Il libro narra i primi viaggi di Phil in Giappone, dove ancora riecheggiavano le due bombe nucleari e dove la differenza e diffidenza culturale creerà situazioni imbarazzanti e indecifrabili, col nostro eroe che ad un certo punto si troverà ad inventarsi il nome dell'azienda che ancora non ha creato per sottoscrivere un accordo preliminare con i giapponesi della Onitsuka, diventandone inaspettatamente il rivenditore per gli USA.
La narrazione prosegue raccontando l'evoluzione dell'azienda (con sullo sfondo il gigante Adidas), compreso il modo rocambolesco con cui sceglieranno il nome Nike ed il logo, e della vita personale dell'autore, mantenendo un tono informale, autoironico, trasmettendo al lettore il desiderio di dare il massimo nel proprio campo.
Sicuramente lodevole lo spazio dedicato ai suoi collaboratori, strambi e buffi, ma a cui riconosce la brillantezza e i meriti che hanno dimostrato nel proprio lavoro.
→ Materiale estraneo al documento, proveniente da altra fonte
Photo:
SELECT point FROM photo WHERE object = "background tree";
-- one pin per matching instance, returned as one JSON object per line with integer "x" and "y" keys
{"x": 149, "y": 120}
Ne risente l'aspetto familiare, raccontato in modo discontinuo e superficiale, ma tutto sommato non ho sentito la necessità di un approfondimento.
La galoppata, iniziata negli anni '60 e durata fino agli inizi degli anni '80, si conclude con l'ultimo capitolo che compie un salto di 27 anni, siamo nel 2007, i ragazzi che hanno dato tutto per la Nike sono ormai anziani, il leggendario Bill Bowerman è morto, qualcuno ha "tradito" andando a lavorare per Adidas, altri si sono ritirati a vita privata e confesso che è stato un colpo basso pensare al tramonto di quel gruppo di giovani talenti.
Insomma un libro molto piacevole, interessante e stimolante, che consiglio.

"Alla mia sinistra c'era il Partenone, che Platone aveva visto costruire da squadre di architetti e muratori. Alla mia destra il tempio di Atena Nike. Duemilacinquecento anni prima, stando alla mia guida, avevo ospitato un bellissimo fregio della dea Atena, ritenuta portatrice di nike, la vittoria. [...] Non so quanto tempo rimasi li, ad assorbire l'energia e il potere di quel luogo epocale. Un'ora? Tre? Non so quanto tempo dopo ho scoperto una commedia di Aristofane ambientata nel tempio di Nike, in cui il guerriero dona al re... un paio di scarpe nuove. Non so quando mi resi conto che il titolo inglese di quell'opera era Knights. So che quando mi girai per andarmene notai la facciata marmorea del tempio, che gli artigiani greci avevano decorato con varie scene ammalianti, compresa la più famosa, in cui la dea si china inspiegabilmente... a riallacciarsi un sandalo."